For Developers: Getting Started

Backend

In the /server/src/config, copy .env-example into .env-development and populated the provided fields as needed. This file is required when developing.

Environment Setup

In the .env-development file, configure your database host to localhost and the port specified in the postgres service in the docker-compose.yml, which is 54320 by default. Please note the following two things:

  1. Be sure that the database credentials you specifiy do infact point to the correct service; if you have an existing service running at the specified on your machine host and port, the server may not accurately report a connection error when connecting to what it expects to be a database, and the server may hang during initial startup

  2. If you want to change any values in the docker-compose.yml file, you must set those corresponding values in YOUR ENVIRONMENT; that is, create a matching environment variable with a custom value of your own choice, and docker should honor that; DO NOT make changs to docker-compose.yml and commit them.

You must also configure the google api section of .env-developent in order for the google api's to be accessible.

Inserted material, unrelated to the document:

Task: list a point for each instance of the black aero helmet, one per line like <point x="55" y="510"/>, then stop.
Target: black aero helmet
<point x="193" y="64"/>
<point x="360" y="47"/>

Those steps are as follows:

Steps:

  1. Create a project in Google Cloud Platform
    1. Navigate to "Menu" > "APIs & Services"
    2. Click, "Enable APIS AND SERVICES"
      1. Search for "Google Calendar API" and enable
      2. Search for "Google People API" and enable
  2. From the project dashboard (menu icon, top left), click "APIs & services" > Dashboard
    1. Click, "OAuth consent screen"
    2. Select, "External"
    3. Click, "Create"
    4. Fill out the page accordingly and click, "Save"
  3. From the project dashboard (menu icon, top left), click "APIs & services" > Dashboard
    1. Click, left navigation menu: "Credentials"
    2. Click, "+ CREATE CREDENTIALS"
    3. Click, "Create OAuth client ID"
    4. Select, Web application
    5. Name the app: Gairos
    6. Apply restrictions (optiona; do as needed)
    7. You are then prompted with a dialog that contains a Client ID and Client Secret
    8. Record these in your .env-development where appropriate
      1. IMPORANT: callback urls must match here and in the server

As an attempt to approve developer experience, you can either set:

  1. If true:
    1. When the server boots up the database will be completely emptied, and the seeders will be executed to populate the database with any default rows FOR NON-PRODUCTION ENVIRONMENTS ONLY
  2. If false:
    1. The tables should still be automatically created, and they WILL NOT be truncated, nor will the seeders be ran
      1. You can run the seeders manually in the commandline yourself
    2. NOTE: if you make changes to a model definition, the change WILL NOT be reflected in the database unless you either:
      1. Set this option to true, or...
      2. Delete the existing table yourself and restart the server

Apollo Engine Setup

IMPORTANT: the following steps are for DEVELOPMENT ONLY:

If you want to use the Apollo Graph Manager, which is a metrics dashboard that offers some free features (such as reporting metrics on graphql queries), you must implement the following configuration.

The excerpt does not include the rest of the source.